Inn Tries to Preserve Its Colorful History
Orlando Sentinel (Florida)
April 8, 2006 Saturday
Daphne Sashin, Sentinel Staff Writer
SECTION: LOCAL & STATE; FINAL; Pg. B1
YEEHAW JUNCTION — Someday, when there’s a brand new city across the street and the other ranchers have sold their land to developers, Beverly Zicheck hopes the little old Desert Inn will still be around to remind people how life in south Osceola County used to be.
The dimly lit barroom and former brothel served cowboys and lumber men as early as 1889, from what the current owner has learned from patrons. It sits at the corner of State Road 60 and U.S. Highway 441 near Florida’s Turnpike — a solid 70 miles from Walt Disney World but just across the highway from where developer Anthony Pugliese is planning to build a city of 75,000-plus called Destiny on 27,400 acres.
Zicheck got the Desert Inn listed on the National Register of Historic Places in 1994 and converted some of the unused rooms above the restaurant into a modest museum of Yeehaw Junction’s past.
But now she is suffering from health problems and says she is ready to quit the business. She is holding out for a buyer who has a vision for the historic building, not some investor with a mind to tear the place down and build something new.
“They take this down, they’re taking down part of the old Florida, Zicheck said this week. “It’s been through no telling how many hurricanes and it’s still here. It deserves to stay here.”
She is asking $2.4 million for the restaurant and adjacent motel on 3.4 acres. Zicheck thinks there are people out there who could afford to pay it, but she is willing to come down on the price for the right person.
“I just want the building preserved,” she said. “I don’t want to get it into the wrong hands.”
At various times in the past century-plus, the Desert Inn has served as a trading post, gas station, dance hall and brothel. It has always been sort of a strange meeting place, where a man in great need of a bath could walk through one door while a lady dressed in a fur coat strides through the other.

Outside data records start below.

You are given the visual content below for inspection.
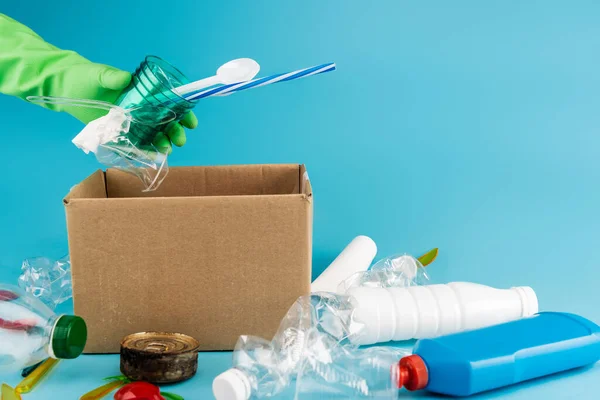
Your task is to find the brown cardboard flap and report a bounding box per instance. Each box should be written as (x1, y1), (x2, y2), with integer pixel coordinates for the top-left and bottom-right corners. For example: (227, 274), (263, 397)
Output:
(67, 194), (312, 353)
(63, 170), (106, 204)
(106, 164), (301, 198)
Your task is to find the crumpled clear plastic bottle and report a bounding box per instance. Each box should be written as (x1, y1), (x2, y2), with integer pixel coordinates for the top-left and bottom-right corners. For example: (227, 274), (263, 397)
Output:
(338, 254), (430, 293)
(213, 292), (360, 400)
(213, 255), (429, 400)
(295, 334), (410, 400)
(19, 255), (73, 310)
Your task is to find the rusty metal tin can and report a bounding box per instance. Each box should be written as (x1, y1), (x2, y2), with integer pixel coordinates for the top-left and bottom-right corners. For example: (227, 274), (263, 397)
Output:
(121, 332), (200, 384)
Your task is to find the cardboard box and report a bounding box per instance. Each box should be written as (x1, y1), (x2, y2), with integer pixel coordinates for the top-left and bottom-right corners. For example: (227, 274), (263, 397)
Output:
(64, 165), (312, 353)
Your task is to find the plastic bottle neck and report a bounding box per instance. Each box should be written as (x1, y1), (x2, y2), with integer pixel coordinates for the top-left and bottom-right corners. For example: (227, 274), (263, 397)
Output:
(392, 354), (429, 391)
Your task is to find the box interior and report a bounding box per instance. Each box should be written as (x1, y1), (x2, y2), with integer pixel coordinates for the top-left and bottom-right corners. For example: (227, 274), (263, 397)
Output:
(65, 164), (312, 202)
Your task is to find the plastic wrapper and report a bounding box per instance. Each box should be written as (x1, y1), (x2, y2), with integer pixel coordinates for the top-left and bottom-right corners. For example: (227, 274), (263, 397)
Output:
(19, 255), (73, 310)
(27, 96), (175, 192)
(338, 254), (430, 293)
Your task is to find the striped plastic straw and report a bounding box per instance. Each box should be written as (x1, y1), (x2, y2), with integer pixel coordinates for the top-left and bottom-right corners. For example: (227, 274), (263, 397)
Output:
(185, 63), (335, 100)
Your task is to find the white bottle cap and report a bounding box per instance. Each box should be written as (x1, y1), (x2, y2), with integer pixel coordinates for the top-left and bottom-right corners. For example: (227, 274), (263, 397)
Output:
(512, 286), (539, 317)
(311, 236), (377, 293)
(213, 368), (252, 400)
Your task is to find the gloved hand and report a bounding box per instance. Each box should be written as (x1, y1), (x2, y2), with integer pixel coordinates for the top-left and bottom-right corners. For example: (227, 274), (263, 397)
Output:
(0, 14), (198, 151)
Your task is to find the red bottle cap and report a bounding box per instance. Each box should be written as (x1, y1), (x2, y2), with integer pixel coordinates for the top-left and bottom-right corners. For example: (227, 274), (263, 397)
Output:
(397, 354), (429, 391)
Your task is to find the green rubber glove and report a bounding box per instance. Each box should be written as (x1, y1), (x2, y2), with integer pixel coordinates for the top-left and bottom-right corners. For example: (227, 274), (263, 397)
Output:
(0, 14), (198, 151)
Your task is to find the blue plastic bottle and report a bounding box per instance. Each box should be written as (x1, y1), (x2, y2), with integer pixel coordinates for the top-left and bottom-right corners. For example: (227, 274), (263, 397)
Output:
(397, 312), (600, 396)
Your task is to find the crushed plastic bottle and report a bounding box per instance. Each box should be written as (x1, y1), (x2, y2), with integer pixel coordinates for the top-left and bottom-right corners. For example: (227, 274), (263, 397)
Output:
(19, 255), (73, 310)
(213, 255), (429, 400)
(337, 254), (430, 293)
(213, 292), (360, 400)
(0, 284), (87, 372)
(295, 334), (410, 400)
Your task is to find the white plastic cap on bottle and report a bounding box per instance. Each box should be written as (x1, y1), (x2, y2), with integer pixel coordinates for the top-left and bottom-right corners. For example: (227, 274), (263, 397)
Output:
(213, 368), (252, 400)
(311, 236), (377, 293)
(348, 282), (538, 345)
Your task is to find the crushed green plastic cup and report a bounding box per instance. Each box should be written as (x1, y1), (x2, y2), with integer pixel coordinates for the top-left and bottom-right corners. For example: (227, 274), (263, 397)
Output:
(51, 315), (87, 360)
(117, 56), (196, 146)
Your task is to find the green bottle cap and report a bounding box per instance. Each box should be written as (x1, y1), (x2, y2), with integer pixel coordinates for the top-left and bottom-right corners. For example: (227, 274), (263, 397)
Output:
(52, 315), (87, 360)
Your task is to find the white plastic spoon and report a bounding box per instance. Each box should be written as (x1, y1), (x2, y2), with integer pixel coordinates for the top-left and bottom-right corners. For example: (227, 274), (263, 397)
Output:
(173, 58), (260, 96)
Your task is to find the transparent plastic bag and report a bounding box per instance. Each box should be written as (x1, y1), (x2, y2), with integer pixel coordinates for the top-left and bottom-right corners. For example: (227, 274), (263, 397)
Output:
(338, 254), (430, 293)
(19, 255), (73, 310)
(27, 96), (175, 192)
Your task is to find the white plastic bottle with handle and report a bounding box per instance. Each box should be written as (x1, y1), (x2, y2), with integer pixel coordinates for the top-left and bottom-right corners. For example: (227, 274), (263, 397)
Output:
(347, 282), (538, 345)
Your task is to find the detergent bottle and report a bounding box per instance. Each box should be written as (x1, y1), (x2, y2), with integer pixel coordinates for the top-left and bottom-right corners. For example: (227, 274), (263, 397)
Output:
(392, 312), (600, 396)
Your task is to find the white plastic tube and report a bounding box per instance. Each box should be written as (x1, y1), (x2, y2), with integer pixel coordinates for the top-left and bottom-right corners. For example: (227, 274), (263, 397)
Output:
(348, 282), (538, 345)
(311, 236), (377, 293)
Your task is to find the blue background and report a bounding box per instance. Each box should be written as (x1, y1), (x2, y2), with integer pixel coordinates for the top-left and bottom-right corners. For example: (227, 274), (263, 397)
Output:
(0, 0), (600, 400)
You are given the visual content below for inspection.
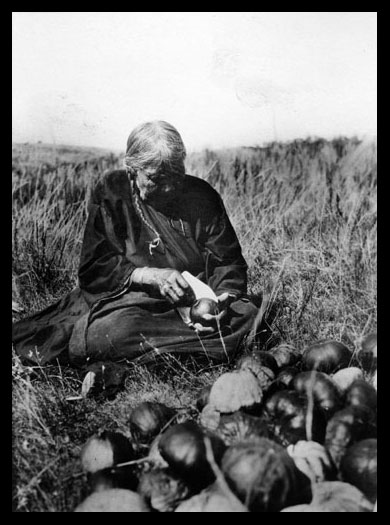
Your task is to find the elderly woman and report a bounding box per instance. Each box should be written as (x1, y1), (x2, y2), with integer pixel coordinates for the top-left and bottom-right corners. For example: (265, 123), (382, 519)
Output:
(14, 121), (257, 365)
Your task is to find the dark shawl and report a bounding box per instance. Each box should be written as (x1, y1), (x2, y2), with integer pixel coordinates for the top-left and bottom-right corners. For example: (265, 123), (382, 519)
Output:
(13, 170), (247, 364)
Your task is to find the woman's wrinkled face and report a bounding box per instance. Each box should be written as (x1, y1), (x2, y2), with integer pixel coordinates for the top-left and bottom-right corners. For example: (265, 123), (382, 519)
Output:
(135, 170), (183, 201)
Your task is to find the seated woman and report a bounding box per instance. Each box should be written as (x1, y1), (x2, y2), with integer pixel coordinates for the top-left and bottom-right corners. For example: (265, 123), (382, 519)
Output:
(13, 121), (257, 365)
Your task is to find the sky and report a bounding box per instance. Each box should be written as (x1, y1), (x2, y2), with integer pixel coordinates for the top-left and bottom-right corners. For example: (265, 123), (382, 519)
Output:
(12, 12), (377, 151)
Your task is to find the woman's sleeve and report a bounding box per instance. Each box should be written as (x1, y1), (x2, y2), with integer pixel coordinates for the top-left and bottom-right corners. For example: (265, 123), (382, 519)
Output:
(78, 178), (135, 305)
(204, 195), (248, 296)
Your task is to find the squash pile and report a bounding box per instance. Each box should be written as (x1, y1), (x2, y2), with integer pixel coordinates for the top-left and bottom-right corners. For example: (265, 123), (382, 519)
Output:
(75, 334), (377, 512)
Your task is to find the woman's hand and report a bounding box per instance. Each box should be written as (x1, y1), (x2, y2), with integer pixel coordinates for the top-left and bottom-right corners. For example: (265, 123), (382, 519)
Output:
(192, 292), (235, 334)
(132, 267), (194, 306)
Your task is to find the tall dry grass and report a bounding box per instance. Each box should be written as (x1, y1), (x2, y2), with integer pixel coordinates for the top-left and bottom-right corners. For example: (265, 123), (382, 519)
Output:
(12, 139), (377, 512)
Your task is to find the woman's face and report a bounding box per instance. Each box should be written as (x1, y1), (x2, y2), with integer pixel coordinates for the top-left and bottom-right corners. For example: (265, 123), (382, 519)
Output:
(135, 170), (183, 201)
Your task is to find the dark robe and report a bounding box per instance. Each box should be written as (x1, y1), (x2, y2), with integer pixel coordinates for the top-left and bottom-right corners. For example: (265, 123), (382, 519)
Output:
(13, 170), (257, 365)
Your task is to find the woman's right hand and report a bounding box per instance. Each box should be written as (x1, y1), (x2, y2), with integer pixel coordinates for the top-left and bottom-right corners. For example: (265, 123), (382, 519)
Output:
(132, 267), (194, 306)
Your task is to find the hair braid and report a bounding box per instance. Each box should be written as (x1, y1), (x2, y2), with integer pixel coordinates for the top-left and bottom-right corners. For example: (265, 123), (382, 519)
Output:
(129, 173), (161, 255)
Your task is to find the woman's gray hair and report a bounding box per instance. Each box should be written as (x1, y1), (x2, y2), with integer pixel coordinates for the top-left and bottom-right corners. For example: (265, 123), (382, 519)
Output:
(124, 120), (186, 175)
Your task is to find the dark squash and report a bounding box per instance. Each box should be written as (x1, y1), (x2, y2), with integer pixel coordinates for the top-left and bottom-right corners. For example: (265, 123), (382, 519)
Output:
(325, 406), (376, 468)
(215, 412), (270, 446)
(302, 339), (352, 374)
(292, 371), (343, 419)
(345, 379), (377, 412)
(81, 430), (135, 474)
(137, 468), (192, 512)
(222, 438), (311, 512)
(158, 421), (226, 490)
(340, 439), (377, 503)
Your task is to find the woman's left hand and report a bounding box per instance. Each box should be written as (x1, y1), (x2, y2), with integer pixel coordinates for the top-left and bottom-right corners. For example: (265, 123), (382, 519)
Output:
(193, 292), (235, 334)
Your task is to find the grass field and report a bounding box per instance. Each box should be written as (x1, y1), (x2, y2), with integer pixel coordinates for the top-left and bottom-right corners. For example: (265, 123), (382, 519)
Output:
(12, 138), (377, 512)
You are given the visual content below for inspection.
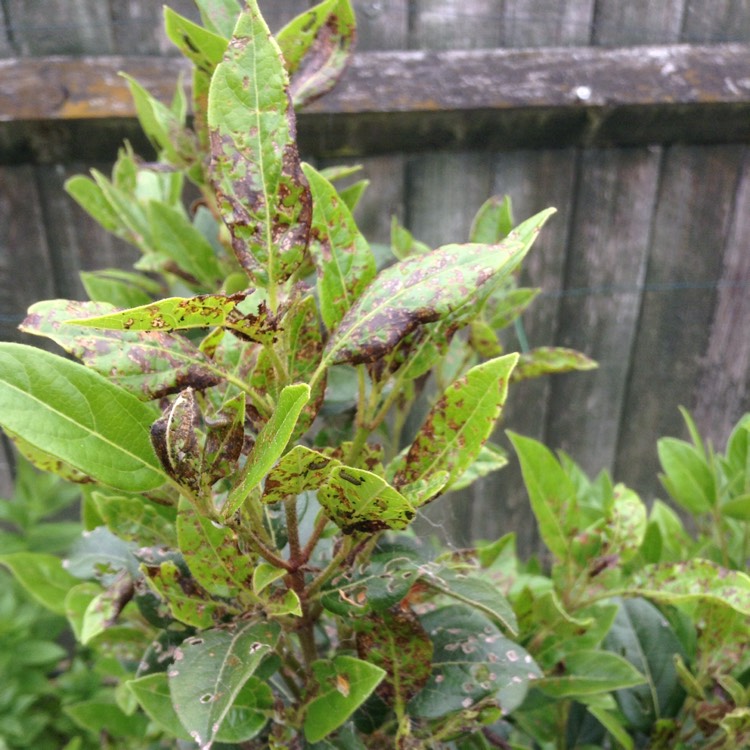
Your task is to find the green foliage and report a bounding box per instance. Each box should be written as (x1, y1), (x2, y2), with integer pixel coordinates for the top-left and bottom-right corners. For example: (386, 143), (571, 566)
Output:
(0, 0), (750, 750)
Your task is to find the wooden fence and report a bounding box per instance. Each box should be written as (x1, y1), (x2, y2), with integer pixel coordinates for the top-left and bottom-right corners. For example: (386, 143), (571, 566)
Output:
(0, 0), (750, 550)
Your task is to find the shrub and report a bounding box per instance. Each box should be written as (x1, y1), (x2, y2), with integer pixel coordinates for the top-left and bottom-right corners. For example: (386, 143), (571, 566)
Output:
(0, 0), (748, 750)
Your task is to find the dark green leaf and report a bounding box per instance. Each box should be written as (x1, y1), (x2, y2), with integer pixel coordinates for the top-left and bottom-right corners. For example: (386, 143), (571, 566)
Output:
(409, 605), (541, 719)
(168, 622), (280, 750)
(303, 655), (385, 742)
(0, 343), (166, 492)
(604, 599), (685, 733)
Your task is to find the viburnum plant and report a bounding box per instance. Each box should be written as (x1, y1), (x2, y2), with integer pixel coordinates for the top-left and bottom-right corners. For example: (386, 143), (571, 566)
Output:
(0, 0), (744, 750)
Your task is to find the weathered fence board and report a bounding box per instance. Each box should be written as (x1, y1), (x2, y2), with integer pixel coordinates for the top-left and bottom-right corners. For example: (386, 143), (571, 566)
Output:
(615, 146), (743, 500)
(0, 0), (750, 551)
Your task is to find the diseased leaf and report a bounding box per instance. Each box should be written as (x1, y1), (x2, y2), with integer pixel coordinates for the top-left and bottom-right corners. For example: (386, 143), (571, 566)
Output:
(355, 610), (433, 705)
(409, 605), (541, 719)
(19, 300), (222, 401)
(276, 0), (356, 107)
(325, 209), (554, 364)
(512, 346), (599, 382)
(177, 498), (256, 599)
(302, 164), (375, 331)
(394, 354), (518, 500)
(167, 622), (280, 750)
(208, 0), (312, 287)
(629, 559), (750, 616)
(318, 466), (416, 534)
(222, 383), (310, 518)
(303, 655), (385, 742)
(65, 292), (277, 344)
(263, 445), (340, 503)
(0, 342), (166, 492)
(141, 560), (232, 629)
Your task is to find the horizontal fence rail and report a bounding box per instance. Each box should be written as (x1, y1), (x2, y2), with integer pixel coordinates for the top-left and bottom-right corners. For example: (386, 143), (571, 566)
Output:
(0, 43), (750, 162)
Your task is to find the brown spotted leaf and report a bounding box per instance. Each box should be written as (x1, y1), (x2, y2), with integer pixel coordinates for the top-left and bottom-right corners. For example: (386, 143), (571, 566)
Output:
(19, 300), (222, 401)
(356, 609), (433, 705)
(276, 0), (356, 107)
(263, 445), (340, 503)
(325, 209), (554, 364)
(302, 164), (375, 331)
(208, 0), (312, 288)
(65, 292), (277, 344)
(390, 354), (518, 499)
(318, 466), (415, 534)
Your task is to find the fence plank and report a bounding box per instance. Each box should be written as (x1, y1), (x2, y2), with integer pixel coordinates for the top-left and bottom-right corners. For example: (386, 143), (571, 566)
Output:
(0, 166), (55, 343)
(682, 0), (750, 42)
(546, 149), (660, 473)
(3, 0), (113, 56)
(592, 0), (685, 46)
(465, 149), (577, 553)
(695, 150), (750, 448)
(615, 146), (743, 497)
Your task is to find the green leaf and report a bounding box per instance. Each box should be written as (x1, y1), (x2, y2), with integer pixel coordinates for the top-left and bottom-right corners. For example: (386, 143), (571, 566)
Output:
(302, 164), (375, 331)
(79, 268), (160, 307)
(513, 346), (599, 382)
(120, 73), (192, 165)
(508, 431), (576, 560)
(208, 0), (312, 288)
(325, 209), (554, 364)
(125, 672), (191, 741)
(451, 443), (508, 492)
(535, 649), (646, 698)
(195, 0), (242, 39)
(469, 195), (513, 245)
(603, 599), (686, 733)
(148, 201), (223, 289)
(0, 552), (80, 615)
(318, 466), (415, 534)
(628, 559), (750, 616)
(276, 0), (356, 107)
(222, 383), (310, 518)
(420, 566), (518, 635)
(355, 610), (433, 706)
(394, 354), (518, 496)
(303, 655), (385, 742)
(91, 492), (177, 547)
(0, 343), (166, 492)
(142, 560), (230, 628)
(409, 605), (541, 719)
(19, 300), (222, 401)
(168, 622), (280, 750)
(177, 498), (256, 598)
(656, 438), (716, 514)
(66, 292), (276, 344)
(63, 698), (148, 741)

“When I came through yesterday, a couple cowboys came in with spurs. How often do you see that?” said Dave Smith, 47, a businessman on his way back to Tampa from Riviera Beach. He stopped at the Desert Inn two days in a row for cheeseburgers.
These days, burgers are indeed the most popular items on the menu, though the place honors its heritage with gator and frog dinner platters. Not frog legs, Zicheck hastened to point out, but “frogs, with the toenails on. Everything from the neck back.”
About the time Zicheck got the Desert Inn listed on the historic register, she began soliciting memorabilia from Yeehaw Junction’s early days and displayed it above the bar in rooms that hadn’t been used in decades. The bordello suite is the main attraction, with its red carpet, lace pillows and a swing hanging from the ceiling.
Zicheck has spoken with The Trust for Public Land, a national nonprofit organization that has helped save culturally significant buildings under threat of being developed. The trust bought the historically black Wellsbilt Hotel in Orlando in 1996 and turned it over to a local nonprofit group that converted it into a museum.
Preserving the Desert Inn to promote Osceola’s history fits in with the trust’s mission and “sounds like a great idea,” but the group hasn’t reached an agreement with Zicheck, said Doug Hattaway, a project manager with the trust in Tallahassee.
The inn’s spot on the National Register would make its future owners eligible for a substantial income-tax deduction if they make major renovations consistent with the state’s architectural-preservation standards, said Bob Jones, a historic preservationist with the state’s Bureau of Historic Preservation.
“The idea is to retain as much of the historic material and character of the property, so it basically doesn’t turn into appearing something other than it was 50 years ago,” Jones said. “Often times, changes will occur toward the rear of the property, things that aren’t seen, so the character doesn’t change.”
Zicheck said the new buyers don’t have to continue operating the Desert Inn as a bar and restaurant. They could turn it into a welcome center and gift shop, expand the hotel or develop the museum and charge admission. Just something, she says, that will secure the inn’s place in history.